Introduction
Gorilla is a research project from UC Berkeley that fine-tunes LLMs to generate accurate API and function calls from natural language instructions. It addresses the hallucination problem where standard LLMs fabricate API parameters or call nonexistent endpoints, providing a reliable bridge between natural language and programmatic tool use.
What Gorilla Does
- Generates syntactically correct function calls from natural language descriptions
- Supports structured output in multiple formats including OpenAI, Anthropic, and raw JSON
- Provides the Berkeley Function Calling Leaderboard for evaluating tool-use models
- Includes OpenFunctions models fine-tuned on thousands of real-world API specifications
- Handles multi-turn conversations with function call chaining and parallel execution
Architecture Overview
Gorilla models are fine-tuned from base LLMs using a curated dataset of API documentation paired with natural language queries and correct function calls. The training pipeline uses retrieval-augmented fine-tuning where API documentation is injected into the context during training to ground the model in real specifications.
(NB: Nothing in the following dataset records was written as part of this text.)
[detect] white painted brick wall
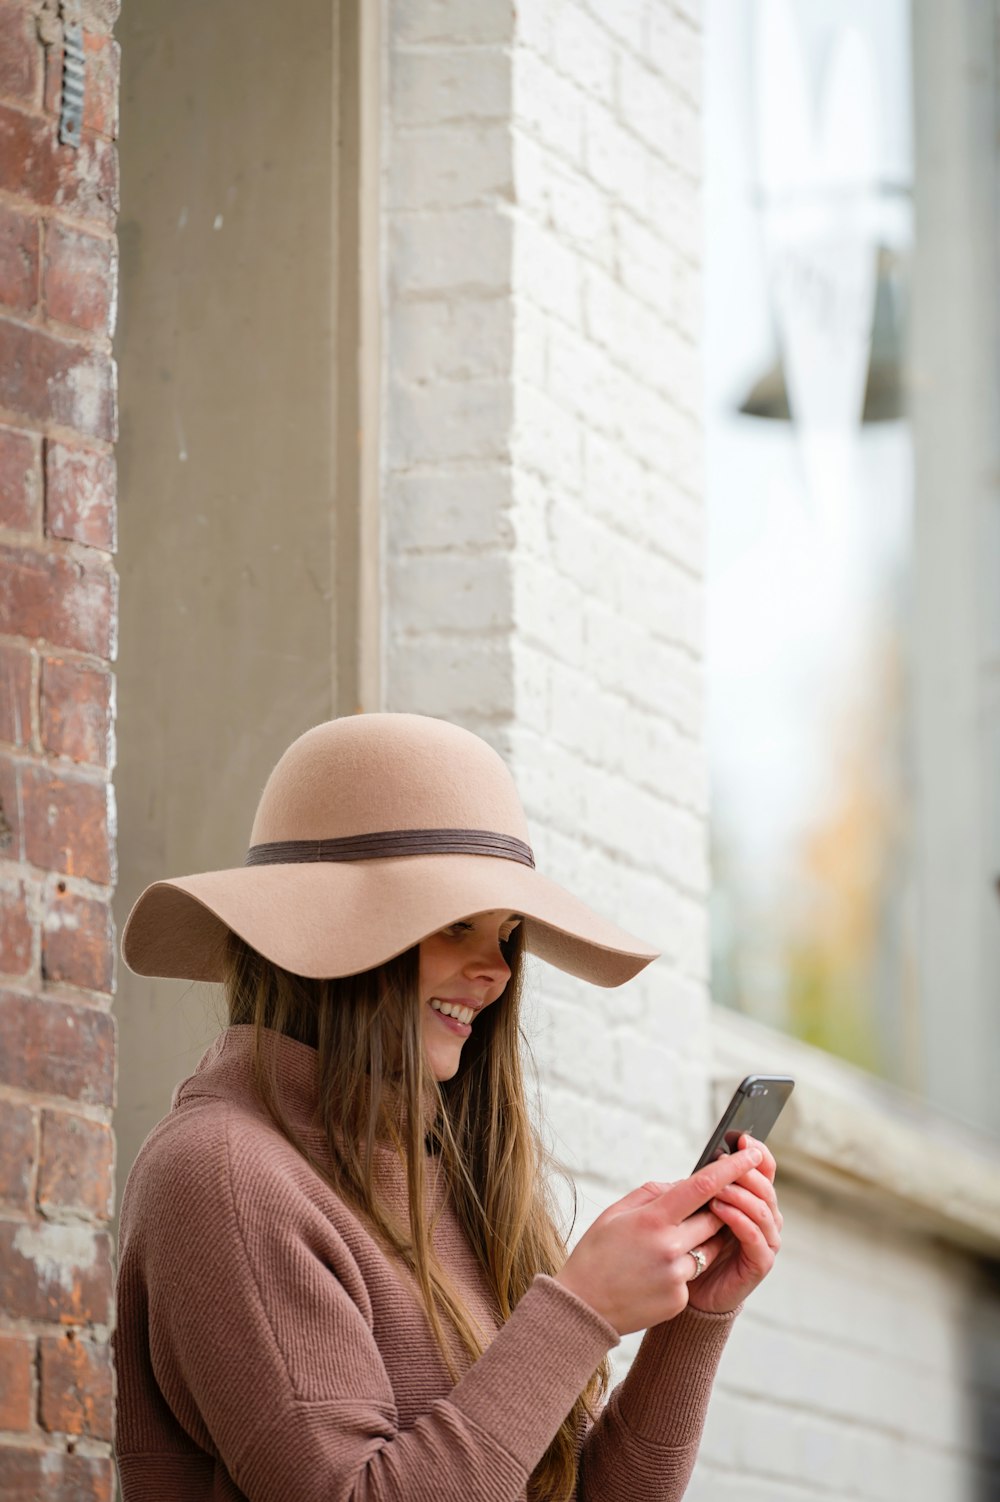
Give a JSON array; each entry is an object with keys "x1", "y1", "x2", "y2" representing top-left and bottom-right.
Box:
[
  {"x1": 381, "y1": 1, "x2": 1000, "y2": 1497},
  {"x1": 690, "y1": 1181, "x2": 992, "y2": 1502},
  {"x1": 384, "y1": 1, "x2": 516, "y2": 726}
]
This approach lets the model generalize to unseen APIs by learning the mapping pattern rather than memorizing specific endpoints.
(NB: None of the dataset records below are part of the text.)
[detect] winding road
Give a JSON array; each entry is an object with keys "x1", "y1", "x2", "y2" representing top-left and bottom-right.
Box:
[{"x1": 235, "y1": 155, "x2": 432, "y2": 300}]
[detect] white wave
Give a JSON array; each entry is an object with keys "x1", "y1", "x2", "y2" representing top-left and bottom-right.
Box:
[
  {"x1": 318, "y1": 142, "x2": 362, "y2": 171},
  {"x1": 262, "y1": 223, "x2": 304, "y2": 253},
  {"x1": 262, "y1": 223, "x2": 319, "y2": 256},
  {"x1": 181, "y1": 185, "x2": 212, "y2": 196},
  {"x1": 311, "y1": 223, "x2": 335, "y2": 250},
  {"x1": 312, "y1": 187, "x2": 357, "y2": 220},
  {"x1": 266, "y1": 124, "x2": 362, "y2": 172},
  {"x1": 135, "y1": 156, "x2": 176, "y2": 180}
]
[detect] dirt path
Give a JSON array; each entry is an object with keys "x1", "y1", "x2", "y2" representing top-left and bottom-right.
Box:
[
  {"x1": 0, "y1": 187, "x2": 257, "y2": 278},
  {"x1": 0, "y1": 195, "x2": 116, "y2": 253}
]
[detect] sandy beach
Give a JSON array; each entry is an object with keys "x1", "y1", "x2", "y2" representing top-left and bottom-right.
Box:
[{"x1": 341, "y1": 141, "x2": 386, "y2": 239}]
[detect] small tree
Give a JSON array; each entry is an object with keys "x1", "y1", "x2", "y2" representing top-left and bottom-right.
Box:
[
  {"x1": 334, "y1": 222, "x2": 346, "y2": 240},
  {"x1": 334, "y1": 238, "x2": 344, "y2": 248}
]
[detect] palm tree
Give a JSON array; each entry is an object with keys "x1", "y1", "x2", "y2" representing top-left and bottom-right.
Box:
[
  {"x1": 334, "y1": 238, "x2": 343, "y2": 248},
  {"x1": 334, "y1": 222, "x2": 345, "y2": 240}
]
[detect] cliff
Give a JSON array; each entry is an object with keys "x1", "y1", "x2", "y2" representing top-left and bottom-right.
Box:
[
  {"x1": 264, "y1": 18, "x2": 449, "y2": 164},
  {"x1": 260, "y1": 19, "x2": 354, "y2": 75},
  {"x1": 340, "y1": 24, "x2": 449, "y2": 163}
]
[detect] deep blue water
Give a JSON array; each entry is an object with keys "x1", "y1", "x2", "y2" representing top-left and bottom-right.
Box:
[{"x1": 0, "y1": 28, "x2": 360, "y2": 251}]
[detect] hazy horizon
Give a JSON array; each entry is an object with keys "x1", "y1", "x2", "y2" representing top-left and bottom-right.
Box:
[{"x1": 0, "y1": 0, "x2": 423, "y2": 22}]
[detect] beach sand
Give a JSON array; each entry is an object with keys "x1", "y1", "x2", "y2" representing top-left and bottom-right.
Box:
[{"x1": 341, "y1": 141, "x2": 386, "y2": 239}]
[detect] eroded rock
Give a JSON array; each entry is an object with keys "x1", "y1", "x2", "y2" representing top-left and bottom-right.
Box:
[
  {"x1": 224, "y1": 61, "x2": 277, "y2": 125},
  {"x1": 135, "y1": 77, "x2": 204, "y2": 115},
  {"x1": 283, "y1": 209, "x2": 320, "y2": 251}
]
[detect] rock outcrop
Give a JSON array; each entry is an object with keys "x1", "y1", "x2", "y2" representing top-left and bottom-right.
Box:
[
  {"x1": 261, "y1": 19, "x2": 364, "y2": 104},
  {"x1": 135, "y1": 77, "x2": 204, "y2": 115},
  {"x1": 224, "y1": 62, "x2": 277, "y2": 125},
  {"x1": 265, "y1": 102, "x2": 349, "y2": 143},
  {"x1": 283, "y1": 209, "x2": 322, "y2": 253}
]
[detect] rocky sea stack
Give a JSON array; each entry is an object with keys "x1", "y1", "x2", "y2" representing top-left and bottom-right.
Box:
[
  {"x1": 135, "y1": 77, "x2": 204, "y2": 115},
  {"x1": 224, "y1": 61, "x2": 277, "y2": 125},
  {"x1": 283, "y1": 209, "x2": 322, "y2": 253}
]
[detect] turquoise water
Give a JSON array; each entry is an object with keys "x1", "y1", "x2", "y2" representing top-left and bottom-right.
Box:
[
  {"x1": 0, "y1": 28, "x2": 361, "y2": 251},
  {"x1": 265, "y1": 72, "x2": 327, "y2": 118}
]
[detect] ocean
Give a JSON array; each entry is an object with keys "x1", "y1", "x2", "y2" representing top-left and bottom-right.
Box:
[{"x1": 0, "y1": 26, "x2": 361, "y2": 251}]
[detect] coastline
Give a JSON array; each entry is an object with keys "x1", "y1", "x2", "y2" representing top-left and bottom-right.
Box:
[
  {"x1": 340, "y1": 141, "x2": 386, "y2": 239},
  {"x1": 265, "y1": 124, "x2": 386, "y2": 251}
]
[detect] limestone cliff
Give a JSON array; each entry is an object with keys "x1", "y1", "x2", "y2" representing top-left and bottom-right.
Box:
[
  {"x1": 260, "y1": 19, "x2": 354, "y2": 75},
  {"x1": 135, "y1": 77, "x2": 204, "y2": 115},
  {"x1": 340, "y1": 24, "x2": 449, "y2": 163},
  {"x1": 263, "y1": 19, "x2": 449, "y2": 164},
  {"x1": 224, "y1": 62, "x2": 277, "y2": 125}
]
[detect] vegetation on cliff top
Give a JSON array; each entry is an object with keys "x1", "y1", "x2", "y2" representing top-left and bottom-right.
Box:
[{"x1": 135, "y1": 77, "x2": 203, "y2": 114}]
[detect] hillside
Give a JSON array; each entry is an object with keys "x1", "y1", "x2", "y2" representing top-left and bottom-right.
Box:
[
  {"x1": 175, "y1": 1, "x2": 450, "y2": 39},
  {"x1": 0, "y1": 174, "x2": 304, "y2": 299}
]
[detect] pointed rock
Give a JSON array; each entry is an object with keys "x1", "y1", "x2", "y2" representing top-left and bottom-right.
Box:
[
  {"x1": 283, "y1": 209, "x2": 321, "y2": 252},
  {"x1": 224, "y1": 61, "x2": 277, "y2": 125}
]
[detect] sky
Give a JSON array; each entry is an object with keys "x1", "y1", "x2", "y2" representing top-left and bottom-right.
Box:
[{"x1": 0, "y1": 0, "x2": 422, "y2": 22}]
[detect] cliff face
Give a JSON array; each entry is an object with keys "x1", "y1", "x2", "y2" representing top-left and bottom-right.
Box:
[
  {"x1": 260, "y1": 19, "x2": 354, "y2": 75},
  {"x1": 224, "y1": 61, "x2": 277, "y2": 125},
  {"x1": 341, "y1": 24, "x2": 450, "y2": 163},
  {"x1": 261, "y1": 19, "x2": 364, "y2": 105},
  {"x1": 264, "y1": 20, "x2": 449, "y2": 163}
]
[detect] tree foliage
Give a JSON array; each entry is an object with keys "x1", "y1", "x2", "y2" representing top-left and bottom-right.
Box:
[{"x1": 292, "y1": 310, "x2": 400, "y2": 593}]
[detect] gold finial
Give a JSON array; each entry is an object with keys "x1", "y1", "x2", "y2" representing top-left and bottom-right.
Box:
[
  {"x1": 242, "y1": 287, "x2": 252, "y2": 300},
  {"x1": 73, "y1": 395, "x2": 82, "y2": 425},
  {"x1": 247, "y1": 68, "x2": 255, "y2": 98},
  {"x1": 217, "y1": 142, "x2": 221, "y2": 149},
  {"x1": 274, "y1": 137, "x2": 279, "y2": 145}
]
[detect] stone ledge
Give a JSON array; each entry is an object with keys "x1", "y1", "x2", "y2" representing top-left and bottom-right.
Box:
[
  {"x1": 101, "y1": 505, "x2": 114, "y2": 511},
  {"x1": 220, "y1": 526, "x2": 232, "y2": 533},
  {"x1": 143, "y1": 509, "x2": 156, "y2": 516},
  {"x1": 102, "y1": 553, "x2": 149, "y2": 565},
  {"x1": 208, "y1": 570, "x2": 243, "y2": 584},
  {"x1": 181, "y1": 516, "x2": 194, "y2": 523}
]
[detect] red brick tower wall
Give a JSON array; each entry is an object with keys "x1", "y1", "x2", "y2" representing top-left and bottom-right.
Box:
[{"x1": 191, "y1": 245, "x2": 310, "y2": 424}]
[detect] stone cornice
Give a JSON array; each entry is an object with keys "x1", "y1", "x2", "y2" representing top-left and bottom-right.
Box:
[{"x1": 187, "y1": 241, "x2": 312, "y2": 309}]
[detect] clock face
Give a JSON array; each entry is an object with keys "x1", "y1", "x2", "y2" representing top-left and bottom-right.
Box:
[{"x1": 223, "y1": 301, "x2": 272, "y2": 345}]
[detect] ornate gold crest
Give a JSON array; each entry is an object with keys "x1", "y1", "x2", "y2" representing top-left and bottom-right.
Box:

Self-Hosting & Configuration
- Run locally with Python 3.10+ and a CUDA-capable GPU for inference
- Download model weights from Hugging Face or use the hosted API endpoint
- Configure the serving backend with vLLM or Hugging Face Transformers
- Set temperature and sampling parameters through the API server
- Models range from 7B to 13B parameters depending on the variant
Key Features
- Reduces API call hallucination compared to general-purpose LLMs
- Supports 1,600+ real-world APIs in training data from major cloud providers
- Open evaluation framework with reproducible benchmarks across models
- Compatible with the OpenAI function calling format for drop-in replacement
- Actively maintained with regular model updates and expanded API coverage
Comparison with Similar Tools
- GPT-4 Function Calling — Proprietary and closed; Gorilla provides an open-source alternative with competitive accuracy
- LangChain Tools — A framework for chaining tools; Gorilla handles the model-level function call generation
- Instructor — Focuses on structured output extraction; Gorilla specifically targets API call generation
- NexusRaven — Similar function-calling model but with a narrower API coverage
FAQ
Q: Does Gorilla work with custom APIs not in the training set? A: Yes, when provided with API documentation in the prompt, Gorilla can generalize to unseen APIs.
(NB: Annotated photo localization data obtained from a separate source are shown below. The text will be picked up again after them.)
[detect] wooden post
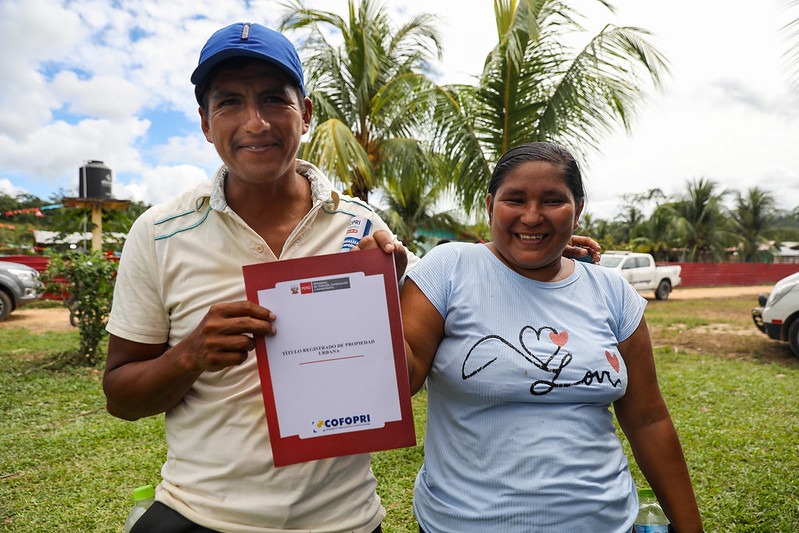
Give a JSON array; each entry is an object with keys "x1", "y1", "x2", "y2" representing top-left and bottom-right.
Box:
[
  {"x1": 63, "y1": 198, "x2": 130, "y2": 252},
  {"x1": 90, "y1": 203, "x2": 103, "y2": 252}
]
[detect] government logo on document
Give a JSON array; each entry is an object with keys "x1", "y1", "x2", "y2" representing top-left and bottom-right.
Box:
[
  {"x1": 291, "y1": 277, "x2": 352, "y2": 295},
  {"x1": 311, "y1": 413, "x2": 373, "y2": 433}
]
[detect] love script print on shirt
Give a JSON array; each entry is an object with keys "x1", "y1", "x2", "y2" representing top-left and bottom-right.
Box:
[{"x1": 461, "y1": 325, "x2": 622, "y2": 396}]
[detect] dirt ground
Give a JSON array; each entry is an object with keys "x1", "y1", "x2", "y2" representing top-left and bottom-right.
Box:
[
  {"x1": 0, "y1": 285, "x2": 774, "y2": 335},
  {"x1": 0, "y1": 306, "x2": 75, "y2": 334},
  {"x1": 653, "y1": 284, "x2": 773, "y2": 301}
]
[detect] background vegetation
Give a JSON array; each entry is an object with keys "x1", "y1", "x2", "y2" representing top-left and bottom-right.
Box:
[
  {"x1": 1, "y1": 295, "x2": 798, "y2": 531},
  {"x1": 39, "y1": 250, "x2": 119, "y2": 365},
  {"x1": 2, "y1": 1, "x2": 797, "y2": 257},
  {"x1": 2, "y1": 179, "x2": 798, "y2": 260},
  {"x1": 0, "y1": 192, "x2": 147, "y2": 256}
]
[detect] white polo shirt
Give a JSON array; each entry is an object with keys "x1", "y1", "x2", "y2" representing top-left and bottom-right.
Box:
[{"x1": 107, "y1": 160, "x2": 412, "y2": 533}]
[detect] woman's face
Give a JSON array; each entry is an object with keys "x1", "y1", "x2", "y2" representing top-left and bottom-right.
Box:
[{"x1": 486, "y1": 160, "x2": 583, "y2": 281}]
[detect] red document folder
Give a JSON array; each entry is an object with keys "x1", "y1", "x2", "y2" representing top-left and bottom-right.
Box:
[{"x1": 243, "y1": 248, "x2": 416, "y2": 467}]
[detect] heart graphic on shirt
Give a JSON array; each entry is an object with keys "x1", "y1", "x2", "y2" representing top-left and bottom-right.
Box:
[
  {"x1": 605, "y1": 351, "x2": 620, "y2": 373},
  {"x1": 549, "y1": 331, "x2": 569, "y2": 347}
]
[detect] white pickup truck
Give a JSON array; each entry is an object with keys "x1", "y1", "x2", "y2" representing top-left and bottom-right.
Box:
[
  {"x1": 752, "y1": 272, "x2": 799, "y2": 357},
  {"x1": 598, "y1": 251, "x2": 682, "y2": 300}
]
Q: What GPU is required to run Gorilla locally? A: The 7B model runs on a single GPU with 16 GB VRAM; larger variants need 24+ GB.
Q: Can Gorilla replace the OpenAI function calling API? A: It supports the same format and can serve as an open-source alternative for function call generation.
Q: How is Gorilla evaluated? A: Through the Berkeley Function Calling Leaderboard, which tests accuracy on real API calls across multiple categories.